How do you tell someone they're writing bad code? [closed]

I've been working with a small group of people on a coding project for fun. It's an organized and fairly cohesive group. The people I work with all have various skill sets related to programming, but some of them use older or outright wrong methods, such as excessive global variables, poor naming conventions, and other things. While things work, the implementation is poor. What's a good way to politely ask or introduce them to use better methodology, without it coming across as questioning (or insulting) their experience and/or education?


Solution 1:

Introduce questions to make them realise that what they are doing is wrong. For example, ask these sort of questions:

Why did you decide to make that a global variable?

Why did you give it that name?

That's interesting. I usually do mine this way because [Insert reason why you are better]

Does that way work? I usually [Insert how you would make them look silly]

I think the ideal way of going about this is subtly asking them why they code a certain way. You may find that they believe that there are benefits to other methods. Unless I knew the reason for their coding style was due to misinformation I would never judge my way as better without good reason. The best way to go about this is to just ask them why they chose that way; be sure to sound interested in their reasoning, because that is what you need to attack, not their ability.

A coding standard will definitely help, but if it were the answer to every software project then we'd all be sipping cocktails on our private islands in paradise. In reality, we're all prone to problems and software projects still have a low success rate. I think the problem would mostly stem from individual ability rather than a problem with convention, which is why I'd suggest working through the problems as a group when a problem rears its ugly head.

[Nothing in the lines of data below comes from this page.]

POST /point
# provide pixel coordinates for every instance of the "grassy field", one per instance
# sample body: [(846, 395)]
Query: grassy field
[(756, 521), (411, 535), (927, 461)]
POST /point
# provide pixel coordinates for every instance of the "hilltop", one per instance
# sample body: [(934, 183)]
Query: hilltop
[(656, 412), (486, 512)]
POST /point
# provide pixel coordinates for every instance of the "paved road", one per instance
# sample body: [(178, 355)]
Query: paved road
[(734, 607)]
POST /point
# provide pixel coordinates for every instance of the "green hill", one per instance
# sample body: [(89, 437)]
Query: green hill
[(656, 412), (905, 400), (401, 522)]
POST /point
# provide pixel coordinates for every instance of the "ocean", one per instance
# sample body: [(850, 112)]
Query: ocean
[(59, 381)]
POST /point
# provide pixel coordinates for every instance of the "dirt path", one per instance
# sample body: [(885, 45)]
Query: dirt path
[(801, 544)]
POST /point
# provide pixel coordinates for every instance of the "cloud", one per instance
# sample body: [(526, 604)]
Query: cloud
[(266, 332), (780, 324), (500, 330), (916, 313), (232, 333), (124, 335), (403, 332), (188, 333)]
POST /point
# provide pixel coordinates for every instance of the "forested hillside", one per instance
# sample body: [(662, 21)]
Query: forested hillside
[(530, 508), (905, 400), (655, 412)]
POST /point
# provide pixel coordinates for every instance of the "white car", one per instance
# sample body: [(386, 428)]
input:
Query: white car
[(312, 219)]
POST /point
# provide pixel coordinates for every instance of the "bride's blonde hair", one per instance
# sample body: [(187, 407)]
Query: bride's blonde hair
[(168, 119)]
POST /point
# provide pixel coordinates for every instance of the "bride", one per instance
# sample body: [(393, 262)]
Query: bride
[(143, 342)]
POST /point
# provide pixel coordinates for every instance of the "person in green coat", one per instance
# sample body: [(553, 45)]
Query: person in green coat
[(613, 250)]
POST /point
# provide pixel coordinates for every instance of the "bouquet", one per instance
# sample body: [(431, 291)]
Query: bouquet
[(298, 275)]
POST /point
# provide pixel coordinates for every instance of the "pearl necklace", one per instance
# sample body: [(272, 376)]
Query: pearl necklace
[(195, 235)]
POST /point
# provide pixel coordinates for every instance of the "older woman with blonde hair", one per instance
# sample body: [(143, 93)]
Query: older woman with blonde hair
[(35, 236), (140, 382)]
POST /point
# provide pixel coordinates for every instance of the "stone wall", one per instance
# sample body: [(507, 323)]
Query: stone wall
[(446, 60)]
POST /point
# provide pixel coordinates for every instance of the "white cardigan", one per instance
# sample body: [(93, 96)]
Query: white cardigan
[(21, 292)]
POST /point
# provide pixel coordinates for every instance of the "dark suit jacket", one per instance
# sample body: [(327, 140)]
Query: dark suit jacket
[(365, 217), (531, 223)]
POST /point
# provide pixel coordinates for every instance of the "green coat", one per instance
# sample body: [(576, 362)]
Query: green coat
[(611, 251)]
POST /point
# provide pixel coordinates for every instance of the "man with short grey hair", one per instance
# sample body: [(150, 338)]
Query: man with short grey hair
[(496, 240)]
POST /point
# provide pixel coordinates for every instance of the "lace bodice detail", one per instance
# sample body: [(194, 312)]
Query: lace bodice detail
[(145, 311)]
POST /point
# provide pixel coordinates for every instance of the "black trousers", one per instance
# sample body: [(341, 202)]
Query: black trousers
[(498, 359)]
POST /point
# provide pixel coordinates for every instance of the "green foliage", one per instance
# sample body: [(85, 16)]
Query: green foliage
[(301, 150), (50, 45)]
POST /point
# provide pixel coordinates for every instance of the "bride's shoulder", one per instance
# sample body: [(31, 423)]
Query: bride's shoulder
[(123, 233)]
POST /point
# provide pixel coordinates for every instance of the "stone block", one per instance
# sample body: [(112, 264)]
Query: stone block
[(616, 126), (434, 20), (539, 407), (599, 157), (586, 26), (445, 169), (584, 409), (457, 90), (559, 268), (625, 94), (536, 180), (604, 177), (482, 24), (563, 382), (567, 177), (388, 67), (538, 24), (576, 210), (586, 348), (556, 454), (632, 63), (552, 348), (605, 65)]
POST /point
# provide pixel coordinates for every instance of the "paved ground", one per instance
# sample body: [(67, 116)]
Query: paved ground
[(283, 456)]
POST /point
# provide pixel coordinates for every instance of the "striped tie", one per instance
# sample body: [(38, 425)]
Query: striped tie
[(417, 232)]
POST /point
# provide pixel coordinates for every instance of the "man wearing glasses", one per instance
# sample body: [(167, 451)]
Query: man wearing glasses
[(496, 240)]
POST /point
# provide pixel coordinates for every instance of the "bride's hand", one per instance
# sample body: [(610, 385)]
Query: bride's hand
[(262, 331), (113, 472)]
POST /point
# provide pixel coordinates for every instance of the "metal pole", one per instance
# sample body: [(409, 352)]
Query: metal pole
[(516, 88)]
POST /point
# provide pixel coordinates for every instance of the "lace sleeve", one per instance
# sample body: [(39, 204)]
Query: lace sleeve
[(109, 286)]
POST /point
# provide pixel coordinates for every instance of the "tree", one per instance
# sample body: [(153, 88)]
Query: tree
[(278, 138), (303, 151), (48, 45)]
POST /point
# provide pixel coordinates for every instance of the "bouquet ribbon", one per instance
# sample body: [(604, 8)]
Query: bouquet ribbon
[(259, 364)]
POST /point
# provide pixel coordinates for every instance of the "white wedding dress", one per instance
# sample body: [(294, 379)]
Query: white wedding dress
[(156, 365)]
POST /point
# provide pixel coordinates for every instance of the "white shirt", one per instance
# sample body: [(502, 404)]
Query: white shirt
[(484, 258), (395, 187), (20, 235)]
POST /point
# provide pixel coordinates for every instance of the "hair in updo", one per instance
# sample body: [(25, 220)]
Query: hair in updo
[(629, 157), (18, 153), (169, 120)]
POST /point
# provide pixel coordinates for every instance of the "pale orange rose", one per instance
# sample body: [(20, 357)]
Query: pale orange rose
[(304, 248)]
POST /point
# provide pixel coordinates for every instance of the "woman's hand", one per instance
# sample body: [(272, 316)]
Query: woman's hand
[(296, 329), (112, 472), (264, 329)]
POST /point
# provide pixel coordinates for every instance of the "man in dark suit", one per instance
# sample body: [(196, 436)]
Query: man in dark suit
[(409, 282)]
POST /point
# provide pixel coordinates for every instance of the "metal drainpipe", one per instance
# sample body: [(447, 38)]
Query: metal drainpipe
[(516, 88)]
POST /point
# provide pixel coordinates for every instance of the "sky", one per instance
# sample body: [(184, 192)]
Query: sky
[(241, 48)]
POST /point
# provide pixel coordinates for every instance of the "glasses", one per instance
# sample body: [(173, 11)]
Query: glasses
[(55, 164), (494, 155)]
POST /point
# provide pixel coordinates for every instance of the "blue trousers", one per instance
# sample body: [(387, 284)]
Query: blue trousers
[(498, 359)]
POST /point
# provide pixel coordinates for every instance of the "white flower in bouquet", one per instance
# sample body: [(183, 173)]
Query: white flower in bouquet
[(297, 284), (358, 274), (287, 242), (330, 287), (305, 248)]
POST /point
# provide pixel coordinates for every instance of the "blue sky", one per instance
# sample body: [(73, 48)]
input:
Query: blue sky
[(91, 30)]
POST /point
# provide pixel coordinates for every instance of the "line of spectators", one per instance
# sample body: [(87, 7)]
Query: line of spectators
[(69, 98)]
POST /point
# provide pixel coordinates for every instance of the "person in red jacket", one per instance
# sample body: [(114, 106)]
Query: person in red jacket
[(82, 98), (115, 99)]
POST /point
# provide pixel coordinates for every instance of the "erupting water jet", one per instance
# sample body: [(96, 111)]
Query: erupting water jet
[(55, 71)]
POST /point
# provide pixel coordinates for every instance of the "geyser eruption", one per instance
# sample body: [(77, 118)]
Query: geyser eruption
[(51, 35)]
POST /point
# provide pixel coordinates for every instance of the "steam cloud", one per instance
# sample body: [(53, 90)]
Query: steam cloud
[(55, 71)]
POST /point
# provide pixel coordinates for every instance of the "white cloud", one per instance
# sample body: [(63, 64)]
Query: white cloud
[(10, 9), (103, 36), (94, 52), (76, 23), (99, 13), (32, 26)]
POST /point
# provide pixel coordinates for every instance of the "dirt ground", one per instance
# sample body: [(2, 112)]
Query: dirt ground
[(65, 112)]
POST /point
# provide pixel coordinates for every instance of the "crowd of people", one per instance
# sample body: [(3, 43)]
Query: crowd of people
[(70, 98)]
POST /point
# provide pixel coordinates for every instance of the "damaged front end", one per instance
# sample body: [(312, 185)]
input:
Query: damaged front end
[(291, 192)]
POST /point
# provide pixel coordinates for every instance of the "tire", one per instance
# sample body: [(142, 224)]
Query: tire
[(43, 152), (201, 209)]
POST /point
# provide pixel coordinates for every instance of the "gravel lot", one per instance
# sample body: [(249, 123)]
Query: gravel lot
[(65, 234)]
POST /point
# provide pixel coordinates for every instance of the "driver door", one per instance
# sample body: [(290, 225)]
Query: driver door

Most importantly, do NOT immediately assume that your way is better. In reality, it probably is, but we're dealing with another person's opinion and to them there is only one solution. Never say that your way is the better way of doing it unless you want them to see you as a smug loser.

Solution 2:

Start doing code reviews or pair programming.

If the team won't go for those, try weekly design reviews. Each week, meet for an hour and talk about a peice of code. If people seem defensive, pick old code that no one is emotionally attached to any more, at least at the beginning.

As @JesperE: said, focus on the code, not the coder.

When you see something you think should be different, but others don't see it the same way, then start by asking questions that lead to the deficiencies, instead of pointing them out. For example:

Globals: Do you think we'll ever want to have more than one of these? Do you think we will want to control access to this?

Mutable state: Do you think we'll want to manipulate this from another thread?

I also find it helpful to focus on my limitations, which can help people relax. For example:

long functions: My brain isn't big enough to hold all of this at once. How can we make smaller pieces that I can handle?

bad names: I get confused easily enough when reading clear code; when names are misleading, there's no hope for me.

Ultimately, the goal is not for you to teach your team how to code better. It's to establish a culture of learning in your team. Where each person looks to the others for help in becoming a better programmer.